Monday, January 10, 2011

DADT

I am not gay. That is one thing that I can tell you without any reservation or question on my part. The very idea of being gay pretty much takes the wind out of my sails like nothing else could (if you know what I mean). It is gross for me to even think about.

This is why I don’t dislike gays, or in any way consider gayness to be a choice. I could no more choose to be gay than I could choose to be short. I suspect that the same is true for most gay people – they didn’t choose to be gay, because I don’t think that you can choose something like that. I certainly could not – there is just no way. Yuck-O.

That being said, gayness is sort of the essential libertarian dream – two consenting people engaging in an activity that they consider to be mutually beneficial, that harms no other person in any way, and what anyone else thinks about it be damned.

That I couldn’t be gay, and that I consider the concept to be sort of gross, does not cause me to look down on gay people any more than I look down on people who eat raw oysters on the half-shell (another activity that I consider really, really gross).
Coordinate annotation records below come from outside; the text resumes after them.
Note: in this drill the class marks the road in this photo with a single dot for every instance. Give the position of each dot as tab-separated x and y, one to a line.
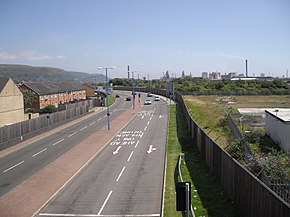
19	165
126	178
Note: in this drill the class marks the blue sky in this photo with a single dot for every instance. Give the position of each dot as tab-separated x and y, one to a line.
149	35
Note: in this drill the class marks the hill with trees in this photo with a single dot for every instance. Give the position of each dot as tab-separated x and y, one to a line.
19	73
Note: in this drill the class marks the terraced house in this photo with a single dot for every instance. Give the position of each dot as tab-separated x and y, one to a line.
54	93
11	102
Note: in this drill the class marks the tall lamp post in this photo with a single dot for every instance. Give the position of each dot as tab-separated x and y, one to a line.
133	90
107	92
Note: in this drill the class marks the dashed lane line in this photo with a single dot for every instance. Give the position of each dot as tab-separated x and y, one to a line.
16	165
38	153
105	202
130	156
83	128
57	142
137	143
71	134
120	174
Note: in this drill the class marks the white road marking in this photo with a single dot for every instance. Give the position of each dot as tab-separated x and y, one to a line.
151	149
96	215
39	152
71	134
117	150
130	156
92	123
83	128
137	143
105	202
120	174
10	168
57	142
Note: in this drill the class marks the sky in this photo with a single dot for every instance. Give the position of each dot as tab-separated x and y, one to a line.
152	36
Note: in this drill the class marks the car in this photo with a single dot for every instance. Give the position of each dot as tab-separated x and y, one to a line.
149	94
157	98
147	102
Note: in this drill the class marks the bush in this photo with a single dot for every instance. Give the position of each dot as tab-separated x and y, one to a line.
50	109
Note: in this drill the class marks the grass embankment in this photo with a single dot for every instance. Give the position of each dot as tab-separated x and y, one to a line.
208	197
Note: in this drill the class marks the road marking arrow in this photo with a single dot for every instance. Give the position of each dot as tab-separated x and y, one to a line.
151	149
117	150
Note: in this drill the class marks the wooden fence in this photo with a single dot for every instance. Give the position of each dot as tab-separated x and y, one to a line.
251	196
18	132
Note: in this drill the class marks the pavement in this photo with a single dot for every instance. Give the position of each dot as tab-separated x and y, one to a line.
31	195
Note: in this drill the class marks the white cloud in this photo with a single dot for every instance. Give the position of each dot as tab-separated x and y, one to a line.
29	55
33	55
4	55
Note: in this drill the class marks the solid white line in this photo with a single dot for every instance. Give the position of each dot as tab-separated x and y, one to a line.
92	123
104	204
137	143
96	215
10	168
130	156
57	142
39	152
83	128
71	134
120	174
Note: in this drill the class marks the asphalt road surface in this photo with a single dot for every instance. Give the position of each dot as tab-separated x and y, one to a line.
126	178
21	164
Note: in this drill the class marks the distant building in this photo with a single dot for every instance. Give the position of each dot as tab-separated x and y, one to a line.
278	127
165	77
11	102
90	90
54	93
215	76
204	75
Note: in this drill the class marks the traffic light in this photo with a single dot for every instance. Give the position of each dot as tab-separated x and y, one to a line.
183	193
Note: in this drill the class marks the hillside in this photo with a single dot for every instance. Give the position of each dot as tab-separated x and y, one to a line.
20	73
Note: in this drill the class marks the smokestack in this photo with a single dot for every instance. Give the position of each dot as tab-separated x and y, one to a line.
246	68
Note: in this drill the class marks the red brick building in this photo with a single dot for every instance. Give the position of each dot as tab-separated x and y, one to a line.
54	93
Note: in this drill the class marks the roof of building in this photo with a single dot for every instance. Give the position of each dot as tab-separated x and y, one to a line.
3	82
44	88
283	114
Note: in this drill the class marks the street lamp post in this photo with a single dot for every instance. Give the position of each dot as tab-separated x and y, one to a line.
133	90
107	92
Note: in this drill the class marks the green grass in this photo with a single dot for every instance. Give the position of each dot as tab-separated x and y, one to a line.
208	197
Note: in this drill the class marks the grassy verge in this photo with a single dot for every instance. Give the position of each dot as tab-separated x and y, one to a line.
208	197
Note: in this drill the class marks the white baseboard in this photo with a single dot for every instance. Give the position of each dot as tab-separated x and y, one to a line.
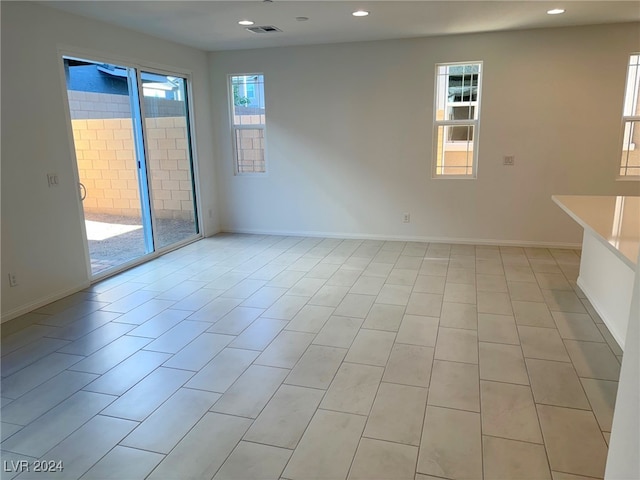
30	307
405	238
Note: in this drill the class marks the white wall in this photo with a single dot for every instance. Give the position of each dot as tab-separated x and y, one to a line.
623	462
349	136
41	226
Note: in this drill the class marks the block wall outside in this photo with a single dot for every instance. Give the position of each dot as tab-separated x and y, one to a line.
107	162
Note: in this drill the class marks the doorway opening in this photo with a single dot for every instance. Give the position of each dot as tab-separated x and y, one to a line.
131	134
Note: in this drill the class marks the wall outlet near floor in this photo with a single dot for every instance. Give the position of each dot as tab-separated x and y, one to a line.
52	179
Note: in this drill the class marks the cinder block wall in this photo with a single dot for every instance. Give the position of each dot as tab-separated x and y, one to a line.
107	163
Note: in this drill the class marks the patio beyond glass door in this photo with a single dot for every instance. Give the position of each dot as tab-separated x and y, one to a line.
169	162
133	151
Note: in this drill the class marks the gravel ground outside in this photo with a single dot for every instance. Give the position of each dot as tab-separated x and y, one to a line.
116	250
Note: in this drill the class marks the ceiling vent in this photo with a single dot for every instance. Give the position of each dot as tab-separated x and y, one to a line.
264	29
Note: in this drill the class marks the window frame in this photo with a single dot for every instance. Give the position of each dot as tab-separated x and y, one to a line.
473	122
234	128
629	119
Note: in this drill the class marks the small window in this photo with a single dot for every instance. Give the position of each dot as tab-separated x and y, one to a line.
630	162
456	119
248	122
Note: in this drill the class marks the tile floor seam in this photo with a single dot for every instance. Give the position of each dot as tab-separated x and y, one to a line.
539	423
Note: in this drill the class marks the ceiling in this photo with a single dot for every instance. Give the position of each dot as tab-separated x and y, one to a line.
213	25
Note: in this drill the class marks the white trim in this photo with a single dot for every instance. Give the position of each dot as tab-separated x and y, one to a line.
23	309
475	122
258	126
405	238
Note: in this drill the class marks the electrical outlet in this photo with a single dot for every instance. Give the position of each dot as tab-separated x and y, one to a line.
52	179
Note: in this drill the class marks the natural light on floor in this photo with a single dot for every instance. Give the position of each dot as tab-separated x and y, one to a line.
102	231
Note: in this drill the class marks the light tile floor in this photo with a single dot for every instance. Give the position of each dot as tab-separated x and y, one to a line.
261	357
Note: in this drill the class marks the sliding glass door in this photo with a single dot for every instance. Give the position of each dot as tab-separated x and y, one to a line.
170	166
131	136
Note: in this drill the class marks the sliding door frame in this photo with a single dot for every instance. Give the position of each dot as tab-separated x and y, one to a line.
63	51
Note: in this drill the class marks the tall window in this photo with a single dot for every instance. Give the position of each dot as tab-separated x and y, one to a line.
246	94
630	162
456	119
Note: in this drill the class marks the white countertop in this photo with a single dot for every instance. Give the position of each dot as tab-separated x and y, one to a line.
615	220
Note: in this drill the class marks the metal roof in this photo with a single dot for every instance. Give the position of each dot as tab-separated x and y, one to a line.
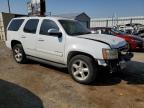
71	15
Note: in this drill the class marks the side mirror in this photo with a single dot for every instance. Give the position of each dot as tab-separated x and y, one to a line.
54	32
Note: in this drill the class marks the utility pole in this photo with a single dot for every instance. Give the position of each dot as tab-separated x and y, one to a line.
9	6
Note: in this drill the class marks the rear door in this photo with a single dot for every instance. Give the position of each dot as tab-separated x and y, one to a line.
28	36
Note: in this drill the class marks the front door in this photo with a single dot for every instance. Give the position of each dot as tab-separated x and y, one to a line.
50	47
28	36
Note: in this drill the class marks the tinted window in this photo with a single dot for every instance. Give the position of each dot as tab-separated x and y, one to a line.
46	25
15	24
31	26
74	28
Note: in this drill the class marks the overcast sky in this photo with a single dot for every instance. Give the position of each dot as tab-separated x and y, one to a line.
94	8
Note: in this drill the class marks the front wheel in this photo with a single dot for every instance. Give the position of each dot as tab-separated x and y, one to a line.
19	54
82	69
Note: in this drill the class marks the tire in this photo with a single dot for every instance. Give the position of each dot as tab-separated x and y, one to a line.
19	54
82	69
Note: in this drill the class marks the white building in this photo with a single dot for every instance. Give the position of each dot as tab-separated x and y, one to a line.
4	21
109	22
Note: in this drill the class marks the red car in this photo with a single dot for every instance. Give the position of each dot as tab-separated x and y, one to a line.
135	42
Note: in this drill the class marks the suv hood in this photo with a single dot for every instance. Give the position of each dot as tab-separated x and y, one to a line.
114	42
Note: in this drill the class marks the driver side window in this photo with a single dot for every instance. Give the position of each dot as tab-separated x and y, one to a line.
46	25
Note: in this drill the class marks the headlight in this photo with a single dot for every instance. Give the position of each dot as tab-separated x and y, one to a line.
110	54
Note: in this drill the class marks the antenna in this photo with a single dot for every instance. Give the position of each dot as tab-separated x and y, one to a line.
9	6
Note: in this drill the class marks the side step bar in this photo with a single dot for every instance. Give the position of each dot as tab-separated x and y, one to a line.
46	62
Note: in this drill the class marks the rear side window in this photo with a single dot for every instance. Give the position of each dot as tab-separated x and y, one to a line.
31	26
15	24
46	25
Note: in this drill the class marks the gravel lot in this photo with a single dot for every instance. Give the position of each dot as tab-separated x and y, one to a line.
35	85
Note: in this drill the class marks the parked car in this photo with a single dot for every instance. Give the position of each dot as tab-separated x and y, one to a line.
66	43
135	42
140	33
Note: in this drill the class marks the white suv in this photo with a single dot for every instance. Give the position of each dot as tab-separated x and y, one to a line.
65	43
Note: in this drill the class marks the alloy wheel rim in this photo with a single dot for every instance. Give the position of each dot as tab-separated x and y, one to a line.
80	70
18	55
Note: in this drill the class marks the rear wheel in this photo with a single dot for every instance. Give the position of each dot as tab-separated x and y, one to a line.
82	69
19	54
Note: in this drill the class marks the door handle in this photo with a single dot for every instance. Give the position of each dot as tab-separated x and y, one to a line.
41	40
23	36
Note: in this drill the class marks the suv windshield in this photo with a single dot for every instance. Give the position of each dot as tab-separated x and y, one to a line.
74	28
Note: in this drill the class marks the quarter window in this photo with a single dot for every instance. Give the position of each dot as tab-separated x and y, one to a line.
46	25
15	24
31	26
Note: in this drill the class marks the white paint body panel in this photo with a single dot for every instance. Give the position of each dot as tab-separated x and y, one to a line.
57	50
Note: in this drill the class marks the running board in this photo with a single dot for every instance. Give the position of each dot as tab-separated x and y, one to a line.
46	62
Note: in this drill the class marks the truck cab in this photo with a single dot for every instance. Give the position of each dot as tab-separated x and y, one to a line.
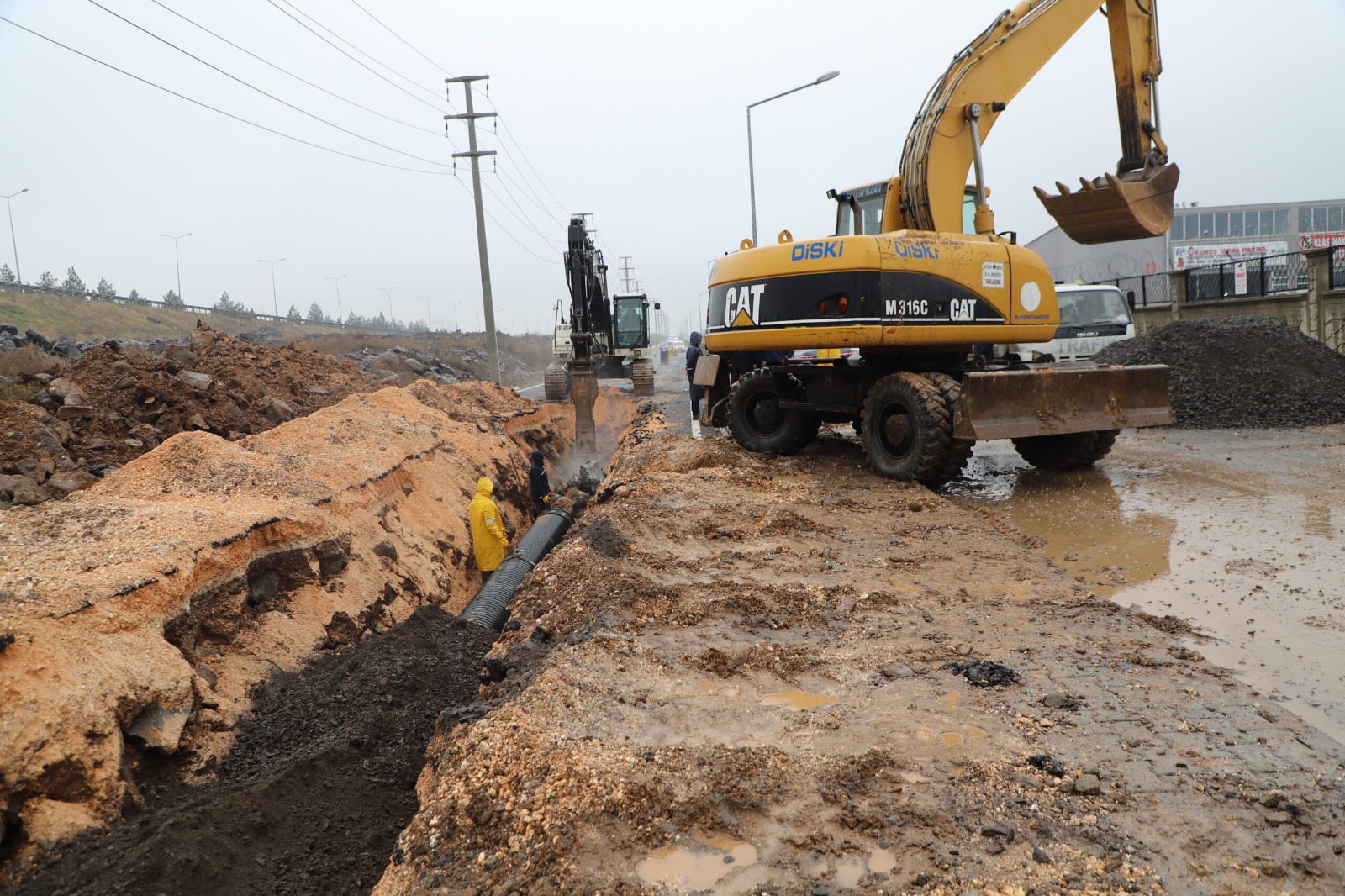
1091	318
I’ve known a bunch of gay people, and if there was anything that was remarkable about them, as a group, it was that they were really quite, well, unremarkable. They were just people. Totally normal in every way except for who they went to bed with at night. They were each unique, just like everyone else (heh), and possessed a wide range of personalities and mannerisms – just like everyone else.

Yeah, I’ve known feminine gay men who were very light in their loafers and spoke with a lisp about fashion and interior decorating (but this guy isn’t going to be enlisting for military service, now is he?). I’ve also known one gay man who was one of the manliest men I’ve ever met, a CEO of a large company, who hunted and fished and was just like one of the guys – except for he went home with one of the guys at the end of the day. Forget the last part, I’d share a foxhole with that man any day.

My point is this – IF there is a problem with gays in the military, I do not believe that it will be the gays that are causing it. IF that is the case, then gay people should not be punished for the problems being caused by being forced to live in secrecy and with the fear of being “discovered.” The problem lies with those causing the problem, not with gay people, so lets make sure we are punishing the right people, here, can’t we?